Perbincangan tentang wakaf uang semakin mengemuka ketika perkembangan sistem perekonomian dan pembangunan yang ada memunculkan inovasi-inovasi baru dewasa ini. Menurut M.A Manan, wakaf uang mulai diidentikasikan sebagai sebuah instrumen financial (financial instrument), keuangan sosial dan perbankan sosial (social finance and voluntary sector banking) yang mampu berafiliasi dengan perkembangan perekonomian dunia saat ini.

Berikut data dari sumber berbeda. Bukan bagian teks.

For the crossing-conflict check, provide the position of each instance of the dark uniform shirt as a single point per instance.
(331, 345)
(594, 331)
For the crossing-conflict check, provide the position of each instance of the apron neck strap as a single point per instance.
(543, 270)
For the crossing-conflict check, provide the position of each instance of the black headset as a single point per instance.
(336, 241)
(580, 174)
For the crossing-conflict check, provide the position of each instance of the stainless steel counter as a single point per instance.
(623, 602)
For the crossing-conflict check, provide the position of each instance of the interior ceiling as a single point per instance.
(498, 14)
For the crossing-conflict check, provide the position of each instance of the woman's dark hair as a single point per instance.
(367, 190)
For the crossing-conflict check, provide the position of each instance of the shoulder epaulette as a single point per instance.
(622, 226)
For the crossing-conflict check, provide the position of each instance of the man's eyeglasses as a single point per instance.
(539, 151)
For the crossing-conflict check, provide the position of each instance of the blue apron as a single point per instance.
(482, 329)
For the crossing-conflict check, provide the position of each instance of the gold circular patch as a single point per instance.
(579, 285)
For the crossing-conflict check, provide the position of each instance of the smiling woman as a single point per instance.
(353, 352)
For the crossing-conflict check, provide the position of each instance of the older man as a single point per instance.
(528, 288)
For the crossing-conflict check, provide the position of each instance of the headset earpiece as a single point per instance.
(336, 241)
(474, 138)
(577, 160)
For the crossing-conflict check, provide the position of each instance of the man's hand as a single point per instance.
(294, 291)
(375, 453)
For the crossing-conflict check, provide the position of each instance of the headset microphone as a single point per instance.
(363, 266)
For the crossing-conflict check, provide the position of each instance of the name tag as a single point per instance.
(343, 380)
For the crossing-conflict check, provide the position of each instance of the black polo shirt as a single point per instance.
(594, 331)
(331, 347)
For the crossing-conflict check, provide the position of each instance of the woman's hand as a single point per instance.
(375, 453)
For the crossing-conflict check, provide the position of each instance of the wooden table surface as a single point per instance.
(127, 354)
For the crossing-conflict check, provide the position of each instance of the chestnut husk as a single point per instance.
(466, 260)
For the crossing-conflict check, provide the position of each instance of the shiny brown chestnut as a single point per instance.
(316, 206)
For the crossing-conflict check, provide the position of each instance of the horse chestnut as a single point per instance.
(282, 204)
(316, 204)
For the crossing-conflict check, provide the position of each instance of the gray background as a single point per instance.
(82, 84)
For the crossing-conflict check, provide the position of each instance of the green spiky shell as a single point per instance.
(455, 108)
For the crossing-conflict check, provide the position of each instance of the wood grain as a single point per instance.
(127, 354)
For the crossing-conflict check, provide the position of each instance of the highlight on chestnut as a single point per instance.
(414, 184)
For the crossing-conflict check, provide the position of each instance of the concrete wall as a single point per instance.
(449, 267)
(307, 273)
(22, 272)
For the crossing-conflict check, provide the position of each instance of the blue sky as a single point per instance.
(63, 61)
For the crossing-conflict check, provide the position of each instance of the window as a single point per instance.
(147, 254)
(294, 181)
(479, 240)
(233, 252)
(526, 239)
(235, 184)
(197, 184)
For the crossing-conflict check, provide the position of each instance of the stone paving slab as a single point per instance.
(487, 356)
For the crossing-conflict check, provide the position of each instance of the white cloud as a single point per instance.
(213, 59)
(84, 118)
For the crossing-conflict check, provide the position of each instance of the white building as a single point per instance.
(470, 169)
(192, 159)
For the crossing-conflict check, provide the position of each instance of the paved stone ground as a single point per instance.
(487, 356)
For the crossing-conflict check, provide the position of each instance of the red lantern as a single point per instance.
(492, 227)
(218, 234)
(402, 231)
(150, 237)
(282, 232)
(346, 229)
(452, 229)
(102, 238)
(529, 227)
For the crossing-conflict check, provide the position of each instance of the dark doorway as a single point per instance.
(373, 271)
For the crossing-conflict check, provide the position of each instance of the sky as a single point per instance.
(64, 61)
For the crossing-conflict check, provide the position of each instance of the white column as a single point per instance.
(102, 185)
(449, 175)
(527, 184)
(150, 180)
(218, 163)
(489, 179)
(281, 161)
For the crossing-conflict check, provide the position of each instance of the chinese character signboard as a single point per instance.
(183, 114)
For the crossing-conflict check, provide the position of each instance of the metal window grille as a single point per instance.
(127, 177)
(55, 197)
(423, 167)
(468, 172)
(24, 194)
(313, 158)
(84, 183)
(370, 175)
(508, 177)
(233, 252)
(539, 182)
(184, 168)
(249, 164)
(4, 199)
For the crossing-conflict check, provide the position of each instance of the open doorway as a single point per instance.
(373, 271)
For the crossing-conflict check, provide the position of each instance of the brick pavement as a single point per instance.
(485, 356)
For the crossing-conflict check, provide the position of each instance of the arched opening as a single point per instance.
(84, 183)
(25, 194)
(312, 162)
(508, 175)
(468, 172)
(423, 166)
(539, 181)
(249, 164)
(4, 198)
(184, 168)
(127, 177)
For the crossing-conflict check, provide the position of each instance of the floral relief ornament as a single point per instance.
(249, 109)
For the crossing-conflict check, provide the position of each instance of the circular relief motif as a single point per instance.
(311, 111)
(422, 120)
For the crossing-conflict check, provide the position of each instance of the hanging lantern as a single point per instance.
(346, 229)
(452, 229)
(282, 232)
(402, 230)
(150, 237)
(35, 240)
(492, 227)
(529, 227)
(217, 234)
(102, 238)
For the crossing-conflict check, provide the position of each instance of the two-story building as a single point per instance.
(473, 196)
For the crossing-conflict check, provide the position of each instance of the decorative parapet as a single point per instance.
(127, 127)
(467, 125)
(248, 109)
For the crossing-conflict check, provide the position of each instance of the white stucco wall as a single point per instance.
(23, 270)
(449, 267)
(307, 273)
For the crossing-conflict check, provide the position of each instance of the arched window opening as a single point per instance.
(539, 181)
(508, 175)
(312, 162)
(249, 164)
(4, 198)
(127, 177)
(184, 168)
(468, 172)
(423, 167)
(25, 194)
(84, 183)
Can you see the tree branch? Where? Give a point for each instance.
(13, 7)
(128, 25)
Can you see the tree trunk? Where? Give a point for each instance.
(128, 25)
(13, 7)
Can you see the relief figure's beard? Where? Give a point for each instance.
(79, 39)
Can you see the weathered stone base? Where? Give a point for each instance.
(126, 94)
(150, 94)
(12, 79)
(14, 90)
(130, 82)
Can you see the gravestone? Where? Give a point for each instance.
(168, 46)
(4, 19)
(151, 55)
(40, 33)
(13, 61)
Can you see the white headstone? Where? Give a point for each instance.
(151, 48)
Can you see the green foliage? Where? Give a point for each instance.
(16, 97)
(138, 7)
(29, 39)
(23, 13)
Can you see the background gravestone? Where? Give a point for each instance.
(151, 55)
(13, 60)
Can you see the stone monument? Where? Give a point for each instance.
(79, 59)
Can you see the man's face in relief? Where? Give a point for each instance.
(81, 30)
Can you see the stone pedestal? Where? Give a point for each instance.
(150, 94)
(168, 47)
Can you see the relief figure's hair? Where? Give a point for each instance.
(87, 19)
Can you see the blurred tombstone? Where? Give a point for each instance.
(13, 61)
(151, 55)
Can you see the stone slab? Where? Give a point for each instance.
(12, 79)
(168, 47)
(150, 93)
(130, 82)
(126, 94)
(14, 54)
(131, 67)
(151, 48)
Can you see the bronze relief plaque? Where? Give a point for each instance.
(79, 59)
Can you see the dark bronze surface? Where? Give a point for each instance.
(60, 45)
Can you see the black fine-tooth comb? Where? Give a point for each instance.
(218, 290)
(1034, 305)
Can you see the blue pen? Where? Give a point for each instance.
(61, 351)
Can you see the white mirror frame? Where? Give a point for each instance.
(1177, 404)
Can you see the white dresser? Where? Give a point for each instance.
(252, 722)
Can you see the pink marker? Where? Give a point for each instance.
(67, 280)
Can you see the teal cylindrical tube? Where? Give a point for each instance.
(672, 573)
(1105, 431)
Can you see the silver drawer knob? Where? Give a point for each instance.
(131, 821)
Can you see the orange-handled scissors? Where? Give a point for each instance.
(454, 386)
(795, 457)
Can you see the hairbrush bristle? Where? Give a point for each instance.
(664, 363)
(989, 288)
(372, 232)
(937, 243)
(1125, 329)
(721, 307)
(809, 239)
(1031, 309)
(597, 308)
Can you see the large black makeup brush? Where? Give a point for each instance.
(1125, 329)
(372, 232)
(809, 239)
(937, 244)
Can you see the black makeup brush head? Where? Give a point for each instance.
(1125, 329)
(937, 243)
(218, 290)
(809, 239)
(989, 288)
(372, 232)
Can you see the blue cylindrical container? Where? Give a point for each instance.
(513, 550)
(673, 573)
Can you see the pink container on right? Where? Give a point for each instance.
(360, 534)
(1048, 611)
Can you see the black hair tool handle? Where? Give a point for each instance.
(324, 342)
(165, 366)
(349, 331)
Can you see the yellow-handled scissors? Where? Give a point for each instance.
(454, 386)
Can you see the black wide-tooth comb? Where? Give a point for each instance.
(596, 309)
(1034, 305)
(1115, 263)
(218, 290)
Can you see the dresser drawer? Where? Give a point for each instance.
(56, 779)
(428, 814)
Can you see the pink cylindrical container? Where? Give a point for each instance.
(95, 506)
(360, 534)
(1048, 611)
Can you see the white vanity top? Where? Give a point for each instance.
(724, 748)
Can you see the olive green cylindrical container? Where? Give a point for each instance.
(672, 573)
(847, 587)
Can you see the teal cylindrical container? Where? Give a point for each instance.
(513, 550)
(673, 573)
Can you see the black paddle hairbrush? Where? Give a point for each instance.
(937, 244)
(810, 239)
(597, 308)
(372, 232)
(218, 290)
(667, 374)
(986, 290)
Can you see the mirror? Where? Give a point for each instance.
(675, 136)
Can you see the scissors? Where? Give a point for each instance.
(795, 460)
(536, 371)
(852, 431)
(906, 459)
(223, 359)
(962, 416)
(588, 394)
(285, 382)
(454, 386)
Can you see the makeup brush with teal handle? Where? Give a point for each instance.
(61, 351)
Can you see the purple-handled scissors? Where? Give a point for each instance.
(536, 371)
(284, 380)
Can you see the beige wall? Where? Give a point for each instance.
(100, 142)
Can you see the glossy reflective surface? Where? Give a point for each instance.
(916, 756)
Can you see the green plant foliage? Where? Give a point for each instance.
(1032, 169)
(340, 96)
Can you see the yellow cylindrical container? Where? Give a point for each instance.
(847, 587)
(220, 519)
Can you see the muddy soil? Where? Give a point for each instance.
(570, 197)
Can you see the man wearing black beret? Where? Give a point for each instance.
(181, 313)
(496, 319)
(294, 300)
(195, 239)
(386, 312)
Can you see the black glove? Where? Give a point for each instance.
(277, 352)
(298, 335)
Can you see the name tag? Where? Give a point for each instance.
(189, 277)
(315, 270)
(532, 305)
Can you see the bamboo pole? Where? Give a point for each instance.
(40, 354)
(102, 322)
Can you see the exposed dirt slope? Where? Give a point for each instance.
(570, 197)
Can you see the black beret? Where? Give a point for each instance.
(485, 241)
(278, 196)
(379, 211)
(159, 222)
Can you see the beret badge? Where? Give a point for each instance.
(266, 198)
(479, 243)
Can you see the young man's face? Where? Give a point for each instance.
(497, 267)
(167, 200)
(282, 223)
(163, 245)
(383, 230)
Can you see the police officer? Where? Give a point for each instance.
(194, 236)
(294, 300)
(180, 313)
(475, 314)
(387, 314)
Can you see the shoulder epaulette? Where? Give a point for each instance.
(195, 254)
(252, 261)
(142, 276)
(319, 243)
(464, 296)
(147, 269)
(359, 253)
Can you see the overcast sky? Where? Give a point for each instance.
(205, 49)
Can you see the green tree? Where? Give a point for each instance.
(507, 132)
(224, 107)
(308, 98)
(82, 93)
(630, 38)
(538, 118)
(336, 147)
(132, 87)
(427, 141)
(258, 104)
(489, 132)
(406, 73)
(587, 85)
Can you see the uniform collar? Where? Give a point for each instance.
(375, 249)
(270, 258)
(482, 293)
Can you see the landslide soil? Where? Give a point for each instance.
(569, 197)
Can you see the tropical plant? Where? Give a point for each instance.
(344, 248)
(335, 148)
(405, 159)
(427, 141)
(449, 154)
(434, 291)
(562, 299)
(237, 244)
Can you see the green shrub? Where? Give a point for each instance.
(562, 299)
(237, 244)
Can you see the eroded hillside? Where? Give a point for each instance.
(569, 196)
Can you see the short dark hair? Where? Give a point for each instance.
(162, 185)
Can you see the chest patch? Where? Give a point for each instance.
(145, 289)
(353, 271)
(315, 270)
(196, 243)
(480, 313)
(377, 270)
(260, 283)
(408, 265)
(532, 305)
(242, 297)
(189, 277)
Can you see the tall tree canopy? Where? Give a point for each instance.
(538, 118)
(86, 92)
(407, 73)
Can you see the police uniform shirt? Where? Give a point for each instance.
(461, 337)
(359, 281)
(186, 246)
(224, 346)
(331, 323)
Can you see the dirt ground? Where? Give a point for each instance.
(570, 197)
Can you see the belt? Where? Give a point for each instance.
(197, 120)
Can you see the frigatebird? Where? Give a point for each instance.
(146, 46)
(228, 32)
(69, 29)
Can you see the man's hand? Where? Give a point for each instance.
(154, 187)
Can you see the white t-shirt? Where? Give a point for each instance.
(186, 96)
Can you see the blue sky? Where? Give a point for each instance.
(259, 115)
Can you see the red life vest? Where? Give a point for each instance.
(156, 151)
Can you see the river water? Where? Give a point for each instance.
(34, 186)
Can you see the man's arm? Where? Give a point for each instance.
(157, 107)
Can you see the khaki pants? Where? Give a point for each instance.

Ini menandakan bahwa sebenarnya berkembangnya wakaf tunai yang semakin cepat, mulai menjadi bagian penting dalam pembiayaan perekonomian terutama di sektor perdagangan dan invetasi bahkan pembiayaan pelayanan publik. Wakaf mulai menjadi instrumen keuangan dan perbankan sosial yang terlembaga dalam kerangka ketatanegaraan sebagai konsekuensi dari majunya sistem perekonomian Islam pada saat ini. Semakin berkembangnya peranan wakaf, terutama dalam bentuk uang, dilatarbelakangi juga oleh gagalnya sistem kapitalis dan sistem ekonomi sosialis yang tidak mampu menjawab permasalahan mendasar mengenai prinsip keadilan dan kesejahteraan bagi masyarakat di dunia dewasa ini.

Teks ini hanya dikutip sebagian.